Vücut bir enfeksiyonla karşılaştığında bağışıklık sistemi, istilacı patojenleri ortadan kaldırmayı amaçlayan bir dizi tepki başlatır. Bu tepkilerden biri vücut ısısını yükselten maddeler olan pirojenlerin salınmasıdır. Bu pirojenler, beynin sıcaklık düzenlemesinden sorumlu bölgesi olan hipotalamus üzerinde etki ederek vücudun termostatında (ayar noktası) bir artışa neden olur. Sonuç olarak vücut ısıyı üretir ve korur, bu da vücut ısısının yükselmesine ve ateşin gelişmesine yol açar.
Ateş, vücudun enfeksiyona karşı savunmasında birkaç önemli amaca hizmet eder:
Mikrobiyal büyümenin engellenmesi:Enfeksiyonlara neden olan birçok mikroorganizmanın optimal bir büyüme sıcaklığı aralığı vardır. Yüksek vücut sıcaklığı patojenlerin büyümesini ve çoğalmasını engelleyerek patojenler için daha az elverişli bir ortam yaratabilir.

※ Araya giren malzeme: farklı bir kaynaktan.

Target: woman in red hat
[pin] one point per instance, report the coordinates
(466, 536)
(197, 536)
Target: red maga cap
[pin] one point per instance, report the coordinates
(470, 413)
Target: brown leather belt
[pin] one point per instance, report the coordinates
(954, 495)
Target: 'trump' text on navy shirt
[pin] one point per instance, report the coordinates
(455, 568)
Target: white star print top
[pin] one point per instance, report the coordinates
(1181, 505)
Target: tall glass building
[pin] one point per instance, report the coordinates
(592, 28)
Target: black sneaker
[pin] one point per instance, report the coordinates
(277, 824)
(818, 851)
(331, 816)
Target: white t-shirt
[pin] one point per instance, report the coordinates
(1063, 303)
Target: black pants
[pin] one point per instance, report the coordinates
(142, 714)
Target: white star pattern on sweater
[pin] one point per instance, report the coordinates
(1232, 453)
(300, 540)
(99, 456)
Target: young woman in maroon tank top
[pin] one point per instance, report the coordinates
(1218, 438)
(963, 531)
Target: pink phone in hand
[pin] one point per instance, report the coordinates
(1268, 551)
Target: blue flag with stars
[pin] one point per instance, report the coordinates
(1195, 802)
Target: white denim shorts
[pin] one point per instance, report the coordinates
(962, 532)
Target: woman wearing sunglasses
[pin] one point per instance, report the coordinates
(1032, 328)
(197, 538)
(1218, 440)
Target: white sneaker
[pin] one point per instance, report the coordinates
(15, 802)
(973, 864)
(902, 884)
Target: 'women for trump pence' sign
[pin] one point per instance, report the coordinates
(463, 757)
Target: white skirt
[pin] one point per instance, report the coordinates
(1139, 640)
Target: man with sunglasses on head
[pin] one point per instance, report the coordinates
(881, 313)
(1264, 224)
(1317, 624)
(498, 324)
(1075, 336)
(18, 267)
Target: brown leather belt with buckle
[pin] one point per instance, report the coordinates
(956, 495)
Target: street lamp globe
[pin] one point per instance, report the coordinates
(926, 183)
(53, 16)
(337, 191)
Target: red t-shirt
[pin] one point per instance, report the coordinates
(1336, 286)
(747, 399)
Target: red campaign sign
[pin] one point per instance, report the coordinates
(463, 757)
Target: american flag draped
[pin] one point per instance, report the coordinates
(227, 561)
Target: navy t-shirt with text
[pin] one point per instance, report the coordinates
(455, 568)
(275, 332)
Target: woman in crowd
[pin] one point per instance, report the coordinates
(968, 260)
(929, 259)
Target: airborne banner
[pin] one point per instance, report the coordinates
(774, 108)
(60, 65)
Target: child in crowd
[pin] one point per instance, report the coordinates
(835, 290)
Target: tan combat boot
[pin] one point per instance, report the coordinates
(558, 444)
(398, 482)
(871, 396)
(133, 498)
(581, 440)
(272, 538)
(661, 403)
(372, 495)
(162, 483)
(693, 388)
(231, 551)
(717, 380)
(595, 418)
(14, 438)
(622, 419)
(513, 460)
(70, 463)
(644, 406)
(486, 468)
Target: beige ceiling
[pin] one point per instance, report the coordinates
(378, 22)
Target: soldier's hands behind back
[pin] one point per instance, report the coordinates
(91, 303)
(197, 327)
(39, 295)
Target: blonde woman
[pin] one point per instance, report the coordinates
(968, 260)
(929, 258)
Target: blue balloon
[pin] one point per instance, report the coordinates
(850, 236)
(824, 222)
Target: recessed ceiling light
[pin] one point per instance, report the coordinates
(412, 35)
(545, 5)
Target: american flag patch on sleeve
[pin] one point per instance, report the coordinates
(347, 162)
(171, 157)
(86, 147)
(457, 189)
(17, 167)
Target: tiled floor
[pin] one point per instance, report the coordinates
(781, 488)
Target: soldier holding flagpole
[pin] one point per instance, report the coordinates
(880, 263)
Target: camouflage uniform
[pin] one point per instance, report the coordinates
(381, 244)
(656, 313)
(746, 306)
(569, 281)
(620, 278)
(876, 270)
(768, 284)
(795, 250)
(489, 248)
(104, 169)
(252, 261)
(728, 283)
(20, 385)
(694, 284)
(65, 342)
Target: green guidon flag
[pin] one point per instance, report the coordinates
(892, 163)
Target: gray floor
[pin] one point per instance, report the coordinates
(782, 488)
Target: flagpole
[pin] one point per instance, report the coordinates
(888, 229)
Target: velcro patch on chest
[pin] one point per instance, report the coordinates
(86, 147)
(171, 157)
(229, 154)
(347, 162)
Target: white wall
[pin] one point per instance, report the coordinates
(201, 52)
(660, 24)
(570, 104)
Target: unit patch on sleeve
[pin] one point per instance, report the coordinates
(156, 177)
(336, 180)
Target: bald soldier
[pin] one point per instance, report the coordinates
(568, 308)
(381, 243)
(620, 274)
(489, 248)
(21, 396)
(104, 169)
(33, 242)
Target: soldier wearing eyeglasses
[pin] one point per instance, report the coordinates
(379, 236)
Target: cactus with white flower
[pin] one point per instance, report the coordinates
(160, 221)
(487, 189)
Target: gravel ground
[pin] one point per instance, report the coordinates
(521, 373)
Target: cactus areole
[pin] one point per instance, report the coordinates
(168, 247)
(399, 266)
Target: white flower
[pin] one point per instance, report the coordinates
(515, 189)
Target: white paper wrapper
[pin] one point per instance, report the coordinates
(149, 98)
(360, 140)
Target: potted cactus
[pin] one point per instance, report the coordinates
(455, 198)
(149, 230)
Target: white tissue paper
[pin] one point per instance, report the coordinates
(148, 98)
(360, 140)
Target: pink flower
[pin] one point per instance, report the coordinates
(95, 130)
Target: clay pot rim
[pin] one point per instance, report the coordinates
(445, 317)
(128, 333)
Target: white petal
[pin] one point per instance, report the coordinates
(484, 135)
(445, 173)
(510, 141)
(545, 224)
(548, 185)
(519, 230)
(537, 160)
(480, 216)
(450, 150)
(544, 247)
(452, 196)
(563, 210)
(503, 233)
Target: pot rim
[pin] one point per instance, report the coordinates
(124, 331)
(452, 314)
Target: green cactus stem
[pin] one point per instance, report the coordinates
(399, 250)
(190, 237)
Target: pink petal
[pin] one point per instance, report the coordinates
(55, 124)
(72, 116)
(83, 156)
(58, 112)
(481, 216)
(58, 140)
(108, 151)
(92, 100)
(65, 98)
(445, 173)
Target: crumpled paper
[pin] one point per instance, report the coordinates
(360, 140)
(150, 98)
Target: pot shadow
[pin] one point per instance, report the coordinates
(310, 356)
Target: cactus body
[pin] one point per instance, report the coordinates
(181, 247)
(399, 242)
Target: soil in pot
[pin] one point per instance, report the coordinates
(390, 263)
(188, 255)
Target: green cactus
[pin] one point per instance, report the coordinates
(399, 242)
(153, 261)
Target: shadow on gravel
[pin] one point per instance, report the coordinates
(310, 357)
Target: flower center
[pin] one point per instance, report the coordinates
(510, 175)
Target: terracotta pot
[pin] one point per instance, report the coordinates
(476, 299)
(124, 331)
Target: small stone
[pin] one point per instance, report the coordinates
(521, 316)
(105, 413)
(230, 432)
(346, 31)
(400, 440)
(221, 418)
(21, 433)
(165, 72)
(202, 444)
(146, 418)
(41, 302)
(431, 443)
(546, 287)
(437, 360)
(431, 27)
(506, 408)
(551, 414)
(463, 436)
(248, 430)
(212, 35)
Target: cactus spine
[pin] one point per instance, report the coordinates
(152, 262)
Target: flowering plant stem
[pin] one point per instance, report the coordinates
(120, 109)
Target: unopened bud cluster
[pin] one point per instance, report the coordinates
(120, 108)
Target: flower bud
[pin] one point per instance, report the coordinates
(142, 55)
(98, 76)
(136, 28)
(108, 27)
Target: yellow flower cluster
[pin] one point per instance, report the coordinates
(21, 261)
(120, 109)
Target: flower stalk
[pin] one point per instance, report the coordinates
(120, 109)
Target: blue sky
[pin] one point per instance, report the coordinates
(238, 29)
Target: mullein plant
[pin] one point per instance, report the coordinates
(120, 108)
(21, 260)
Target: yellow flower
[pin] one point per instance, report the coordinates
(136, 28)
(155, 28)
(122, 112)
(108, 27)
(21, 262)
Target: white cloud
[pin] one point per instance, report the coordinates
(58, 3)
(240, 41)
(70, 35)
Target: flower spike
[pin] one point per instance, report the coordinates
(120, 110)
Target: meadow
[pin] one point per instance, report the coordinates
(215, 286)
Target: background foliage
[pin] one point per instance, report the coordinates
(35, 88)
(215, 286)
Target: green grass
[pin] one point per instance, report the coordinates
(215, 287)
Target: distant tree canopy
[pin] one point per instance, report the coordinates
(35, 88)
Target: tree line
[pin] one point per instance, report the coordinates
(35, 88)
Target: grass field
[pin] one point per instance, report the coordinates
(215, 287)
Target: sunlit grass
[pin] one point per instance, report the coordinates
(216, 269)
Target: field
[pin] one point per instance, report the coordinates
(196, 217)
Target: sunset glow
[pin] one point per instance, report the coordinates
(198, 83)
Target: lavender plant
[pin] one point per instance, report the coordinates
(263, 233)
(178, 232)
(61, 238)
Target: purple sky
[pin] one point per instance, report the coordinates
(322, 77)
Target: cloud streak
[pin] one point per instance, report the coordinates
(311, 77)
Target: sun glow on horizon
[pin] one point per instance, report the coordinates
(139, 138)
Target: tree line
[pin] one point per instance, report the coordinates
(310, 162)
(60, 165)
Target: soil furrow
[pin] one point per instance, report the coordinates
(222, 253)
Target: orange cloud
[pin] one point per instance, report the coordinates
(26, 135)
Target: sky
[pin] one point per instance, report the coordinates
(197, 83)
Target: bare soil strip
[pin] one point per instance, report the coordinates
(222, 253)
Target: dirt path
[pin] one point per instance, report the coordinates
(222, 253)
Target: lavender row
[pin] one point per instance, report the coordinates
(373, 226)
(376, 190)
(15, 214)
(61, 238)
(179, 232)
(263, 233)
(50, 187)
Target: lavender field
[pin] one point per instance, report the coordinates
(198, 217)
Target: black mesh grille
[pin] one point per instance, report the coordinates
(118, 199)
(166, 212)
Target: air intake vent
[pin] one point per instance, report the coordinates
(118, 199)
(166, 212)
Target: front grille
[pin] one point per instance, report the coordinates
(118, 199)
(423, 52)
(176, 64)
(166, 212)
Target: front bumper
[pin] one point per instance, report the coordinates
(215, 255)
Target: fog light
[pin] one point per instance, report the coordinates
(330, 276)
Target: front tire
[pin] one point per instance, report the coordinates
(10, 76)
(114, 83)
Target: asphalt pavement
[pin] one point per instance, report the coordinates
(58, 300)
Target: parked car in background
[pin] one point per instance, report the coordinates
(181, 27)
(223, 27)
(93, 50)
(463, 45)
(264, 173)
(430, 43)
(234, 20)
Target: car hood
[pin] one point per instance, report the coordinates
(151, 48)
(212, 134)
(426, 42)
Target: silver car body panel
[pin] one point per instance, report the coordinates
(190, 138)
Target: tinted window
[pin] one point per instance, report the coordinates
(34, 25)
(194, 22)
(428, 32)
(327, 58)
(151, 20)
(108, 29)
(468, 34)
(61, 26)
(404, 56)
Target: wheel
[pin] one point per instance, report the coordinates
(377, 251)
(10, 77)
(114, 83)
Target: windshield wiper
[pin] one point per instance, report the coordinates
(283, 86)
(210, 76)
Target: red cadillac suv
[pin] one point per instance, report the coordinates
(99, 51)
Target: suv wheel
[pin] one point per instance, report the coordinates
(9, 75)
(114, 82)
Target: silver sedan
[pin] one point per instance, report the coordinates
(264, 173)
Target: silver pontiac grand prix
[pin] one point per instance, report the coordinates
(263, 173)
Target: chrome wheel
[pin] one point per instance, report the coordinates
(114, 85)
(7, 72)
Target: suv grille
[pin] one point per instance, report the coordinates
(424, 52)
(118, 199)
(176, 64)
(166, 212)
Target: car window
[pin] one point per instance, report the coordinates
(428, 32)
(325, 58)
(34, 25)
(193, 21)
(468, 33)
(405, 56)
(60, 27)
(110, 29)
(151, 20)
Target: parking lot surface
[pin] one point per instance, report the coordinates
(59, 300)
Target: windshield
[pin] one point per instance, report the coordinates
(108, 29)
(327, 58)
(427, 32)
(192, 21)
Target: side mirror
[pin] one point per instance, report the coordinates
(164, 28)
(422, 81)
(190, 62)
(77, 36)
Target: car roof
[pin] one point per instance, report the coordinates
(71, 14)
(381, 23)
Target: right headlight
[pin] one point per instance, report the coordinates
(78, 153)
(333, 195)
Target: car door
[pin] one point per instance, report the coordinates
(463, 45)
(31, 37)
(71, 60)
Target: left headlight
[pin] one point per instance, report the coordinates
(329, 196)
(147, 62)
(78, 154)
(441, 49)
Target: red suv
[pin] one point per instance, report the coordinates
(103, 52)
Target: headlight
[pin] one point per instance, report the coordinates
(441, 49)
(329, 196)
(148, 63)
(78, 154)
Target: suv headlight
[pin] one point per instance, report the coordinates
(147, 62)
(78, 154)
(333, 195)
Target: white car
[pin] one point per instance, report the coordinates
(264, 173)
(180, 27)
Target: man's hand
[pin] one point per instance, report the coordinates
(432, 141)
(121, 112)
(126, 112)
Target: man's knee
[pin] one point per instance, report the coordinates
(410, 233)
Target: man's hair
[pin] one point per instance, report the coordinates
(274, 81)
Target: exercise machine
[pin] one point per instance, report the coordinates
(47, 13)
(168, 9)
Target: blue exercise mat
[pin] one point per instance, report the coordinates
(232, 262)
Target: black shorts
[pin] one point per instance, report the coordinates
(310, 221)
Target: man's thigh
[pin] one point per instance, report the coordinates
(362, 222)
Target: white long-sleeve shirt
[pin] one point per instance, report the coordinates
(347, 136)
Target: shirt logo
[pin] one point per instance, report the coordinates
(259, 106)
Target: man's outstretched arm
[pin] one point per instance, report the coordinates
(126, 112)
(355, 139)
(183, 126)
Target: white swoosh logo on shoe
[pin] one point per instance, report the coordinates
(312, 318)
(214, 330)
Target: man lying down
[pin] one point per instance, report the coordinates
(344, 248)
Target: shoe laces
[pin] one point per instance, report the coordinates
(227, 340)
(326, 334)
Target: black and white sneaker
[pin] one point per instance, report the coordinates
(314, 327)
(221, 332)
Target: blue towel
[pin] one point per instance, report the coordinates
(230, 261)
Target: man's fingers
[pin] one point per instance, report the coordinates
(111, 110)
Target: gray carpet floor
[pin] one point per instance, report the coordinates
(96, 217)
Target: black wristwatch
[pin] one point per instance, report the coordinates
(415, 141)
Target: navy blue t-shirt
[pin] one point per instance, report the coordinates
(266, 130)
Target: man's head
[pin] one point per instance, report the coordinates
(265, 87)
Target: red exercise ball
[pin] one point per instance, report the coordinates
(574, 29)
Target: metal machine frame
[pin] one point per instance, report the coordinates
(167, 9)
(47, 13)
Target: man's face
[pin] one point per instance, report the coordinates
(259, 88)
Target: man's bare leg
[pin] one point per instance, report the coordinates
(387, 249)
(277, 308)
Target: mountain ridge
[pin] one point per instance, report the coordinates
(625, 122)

Geliştirilmiş bağışıklık fonksiyonu:Ateş, enfekte hücrelerin ve patojenlerin tespit edilmesinde ve ortadan kaldırılmasında önemli rol oynayan beyaz kan hücreleri (WBC'ler) ve doğal öldürücü (NK) hücreler gibi bağışıklık hücrelerinin aktivitesini uyarır.
Artan kan akışı:Ateş, kan damarlarının genişlemesine neden olarak kan akışının ve dolaşımın artmasına neden olur. Bu, bağışıklık hücrelerinin, oksijenin ve besin maddelerinin enfeksiyon bölgesine iletilmesini kolaylaştırarak bağışıklık tepkisinin etkinliğini artırır.
Ateş, enfeksiyona karşı yaygın ve genel olarak faydalı bir tepki olsa da aynı zamanda rahatsızlığa neden olabilir ve bazı durumlarda nöbet gibi komplikasyonlara yol açabilir. Bu nedenle ateşin kontrol altına alınması ve ateşin şiddetlenmesi veya diğer ilgili semptomların eşlik etmesi durumunda tıbbi yardıma başvurmak önemlidir.